「週3出社」でも多過ぎる? エンジニアが突き付ける“許容限界”のリアル:強制出社が招く離職危機
「オフィス回帰」の号令はエンジニアの退職を招く恐れがある。調査で判明した「週3回」という分岐点。開発現場の離職を防ぎ、生産性を最大化するための“納得感のある”出社ルールとは。
セキュリティやチームの協調性を高めることを目的に、一部の企業は「オフィス回帰」を進めている。しかし不用意な「出社強制」は、労働市場で引く手あまたなITエンジニアの離職を引き起こす「経営リスク」になり得る。
ソフトウェアテストサービスを手掛けるSHIFTが2025年10〜11月に実施したエンジニア3192人に対する意識調査からは、エンジニアをつなぎ止めるための“条件”が見えてくる。エンジニアはどのような条件なら離職せず、自らオフィスに向かってくれるのか。
満足度8割が5割に急落 データが示す「週3出社の壁」
調査によると、出社頻度とエンジニアの満足度の間には明確な相関関係があることが分かった。
首都圏のエンジニアにおいて、現在の出社頻度が「週1、2回」または「月1回以下」の層では、約8割が今の働き方に「満足している」と回答した。ところが出社頻度が「週3、4回」以上に増えると、満足度は約5割にまで急落する。企業が「週3回以上の出社」を一律にルール化した瞬間、エンジニアの半数が不満を抱く状態に陥る可能性があるということだ。
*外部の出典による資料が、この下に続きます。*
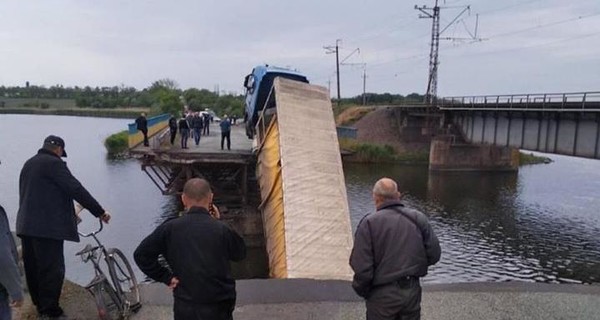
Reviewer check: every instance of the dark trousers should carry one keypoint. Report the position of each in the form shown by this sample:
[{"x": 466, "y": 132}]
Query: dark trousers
[
  {"x": 396, "y": 301},
  {"x": 184, "y": 310},
  {"x": 197, "y": 135},
  {"x": 173, "y": 134},
  {"x": 44, "y": 264},
  {"x": 145, "y": 133},
  {"x": 184, "y": 136},
  {"x": 225, "y": 135}
]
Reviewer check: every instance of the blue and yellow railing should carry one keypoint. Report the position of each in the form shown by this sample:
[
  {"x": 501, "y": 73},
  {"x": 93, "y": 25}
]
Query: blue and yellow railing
[{"x": 156, "y": 124}]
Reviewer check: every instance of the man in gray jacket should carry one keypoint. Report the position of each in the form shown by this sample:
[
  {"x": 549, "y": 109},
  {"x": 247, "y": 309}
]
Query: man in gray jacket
[
  {"x": 46, "y": 218},
  {"x": 10, "y": 279},
  {"x": 393, "y": 248}
]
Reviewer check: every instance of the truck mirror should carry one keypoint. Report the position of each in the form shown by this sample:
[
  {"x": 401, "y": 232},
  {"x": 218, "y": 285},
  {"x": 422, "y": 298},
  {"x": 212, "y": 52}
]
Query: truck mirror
[{"x": 249, "y": 82}]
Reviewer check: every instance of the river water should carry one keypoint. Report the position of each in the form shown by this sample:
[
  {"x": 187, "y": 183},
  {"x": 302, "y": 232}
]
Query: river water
[{"x": 541, "y": 224}]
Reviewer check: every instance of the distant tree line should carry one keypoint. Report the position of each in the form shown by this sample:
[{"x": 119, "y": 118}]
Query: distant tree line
[
  {"x": 385, "y": 98},
  {"x": 165, "y": 96},
  {"x": 162, "y": 96}
]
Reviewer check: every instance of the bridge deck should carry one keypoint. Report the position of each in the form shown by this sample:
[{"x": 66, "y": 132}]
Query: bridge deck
[
  {"x": 208, "y": 150},
  {"x": 305, "y": 209}
]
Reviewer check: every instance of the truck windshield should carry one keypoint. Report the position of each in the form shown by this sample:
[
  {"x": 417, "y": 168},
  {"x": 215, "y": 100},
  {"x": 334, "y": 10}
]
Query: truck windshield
[{"x": 267, "y": 82}]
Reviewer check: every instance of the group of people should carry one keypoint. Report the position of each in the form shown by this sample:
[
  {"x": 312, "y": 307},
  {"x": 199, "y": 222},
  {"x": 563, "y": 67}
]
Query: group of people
[
  {"x": 196, "y": 124},
  {"x": 393, "y": 247},
  {"x": 191, "y": 124}
]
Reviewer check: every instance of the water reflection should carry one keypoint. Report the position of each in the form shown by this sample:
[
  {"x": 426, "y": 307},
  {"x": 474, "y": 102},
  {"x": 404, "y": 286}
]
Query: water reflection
[
  {"x": 488, "y": 229},
  {"x": 538, "y": 225}
]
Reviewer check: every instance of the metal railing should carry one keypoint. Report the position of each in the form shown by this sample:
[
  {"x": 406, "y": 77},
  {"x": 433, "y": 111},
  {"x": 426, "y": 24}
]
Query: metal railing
[{"x": 580, "y": 101}]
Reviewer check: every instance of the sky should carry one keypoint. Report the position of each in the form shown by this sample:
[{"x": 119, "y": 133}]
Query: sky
[{"x": 521, "y": 46}]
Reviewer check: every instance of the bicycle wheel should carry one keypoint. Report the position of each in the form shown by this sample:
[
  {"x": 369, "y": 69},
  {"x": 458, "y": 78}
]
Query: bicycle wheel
[
  {"x": 105, "y": 298},
  {"x": 124, "y": 281}
]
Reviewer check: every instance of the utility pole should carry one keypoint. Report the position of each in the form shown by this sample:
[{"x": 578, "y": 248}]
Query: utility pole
[
  {"x": 365, "y": 85},
  {"x": 434, "y": 51},
  {"x": 336, "y": 49},
  {"x": 434, "y": 14}
]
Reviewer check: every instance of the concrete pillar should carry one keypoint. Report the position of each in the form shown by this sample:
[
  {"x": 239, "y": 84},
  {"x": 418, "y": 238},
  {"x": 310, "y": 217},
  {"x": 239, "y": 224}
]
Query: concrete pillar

実際の勤務実態としては、首都圏と地方の間に大きな差がある。首都圏の回答者は「週2回以下の出社」が過半数を占めており、現状の働き方を手放したくない心理がうかがえる。これに対して、それ以外の地域では「週3回以上」の出社が過半数を占める。
「作業」は自宅、「協業」はオフィスという使い分け
エンジニアは「オフィスに行くこと」自体を否定しているわけではない。調査データを読み解くと、彼らがオフィスに求めているのは「強制された座席」ではなく、「特定の機能」であることが見えてきた。半数以上の回答者が「オフィス出社した方が仕事がしやすい」と感じる場面として、以下の3つを挙げている。
- 上司、部下やプロジェクトメンバーが出社しているとき(53.3%)
- 新しいプロジェクトのキックオフや複数人での目標設定をするとき(52.3%)
- 後輩のトレーニングをするとき/新しい業務を教えてもらうとき(51.0%)
一方で、「自宅で集中できないとき」(33.1%)という理由は3割にとどまる。ここから導き出される最適解は、コーディングやドキュメント作成といった「ソロワーク」はテレワークで実施してもらい、キックオフや教育といった「コラボレーション」の場面では出社を促す運用だ。オフィスの役割は、「個人がPCに向かって作業をする場所」から、「チームの熱量を共有し、複雑な情報を共有するための『連携ハブ』」へと変化している。
「自律的な選択」がモチベーションの源泉
エンジニアが出社に対して前向きになる最大の条件は「自律性」にある。調査では68.2%の回答者が「出社日や時間を自由に選べること」を条件に挙げており、これは「快適なオフィス」(44.8%)や「通勤手当、出社手当などの報酬」(42.4%)を大きく上回る数字だ。
企業が設計すべきなのは、「週○回出社」といった一律のルールではない。セキュリティとインフラを整備した上で、業務フェーズや個人の状況に応じてエンジニア自身が働く場所を最適化できる仕組みだ。
採用戦略としての「セキュリティ投資」
企業がオフィス回帰を進める理由として「セキュリティ確保」がある。一方で本調査が示唆するのは、セキュリティを理由に出社を強制すれば、自由な働き方を求める優秀な人材を取りこぼす可能性だ。
このジレンマを解消するには、セキュリティ投資を「守りのコスト」ではなく、「人材獲得のためのインフラ投資」だと捉え直す必要がある。オフィスと同等のセキュリティ水準を在宅勤務でも確保することで、居住地にとらわれない人材活用を実現できる。これは単なる技術的な解決策にとどまらず、場所を問わずに優秀な人材を獲得するための経営戦略だと言える。
今後の人材戦略において、企業は「出社かリモートか」という二元論から脱却すべきだ。強固なセキュリティを前提に、高度な技術で「場所の壁」を取り払い、場所によらず成果を出せる「戦略的なハイブリッドワーク」を実現することが、競争力を高める近道になる。